Pruning Tulip Tree

Pruning Tulip Tree

Tulip trees, or Liriodendron tulipifera, can grow up to 37m high and get their name from the wonderful display of spring blooms that resemble the flower, every summer.

These deciduous trees have lobed leaves, which turn yellow in the autumn and despite not being related to tulips, feature green and orange tulip-shaped flowers. When in full bloom these measure around 4cm in length.

They require lime-free and moist but well-drained soil. It starts as a pyramid shape but will mature into an arching dome as long. These trees need plenty of space due to the fact that they become very tall and branch out up to 12m.

Pruning tulip tree

These are low maintenance trees that grow in sun or partial shade and are generally disease and pest free. However, they do require pruning to keep them looking their best.

When to prune tulip trees

Your tulip tree can be pruned in April and June.

How to prune tulip trees

Pruning in April

The tree can be tidied up in April, cutting any broken or frost-damaged branches back to the live wood.

Pruning in June

If some of the branches of the tulip tree have become too long, these can be tackled in the summer. June is an ideal month for this. Extra care should be taken with thicker branches in order to prevent tearing.
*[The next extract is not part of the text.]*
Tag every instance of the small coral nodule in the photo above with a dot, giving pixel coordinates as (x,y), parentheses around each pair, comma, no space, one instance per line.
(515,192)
First make a deep cut on the underside of the branch, keeping a distance of at least 10 cm from the trunk, then saw through from above. Once the branch has been removed, the stump can be shortened, although the branch collar should be left intact. The branch collar can be recognised by the markings on the bark.

If the crown becomes too heavy you may decide to thin it out. This, too, is a job for the summer. The purpose of thinning out is to remove any dead wood from the crown so that the branches that bear leaves have more room to develop. The same sawing technique described above should be used.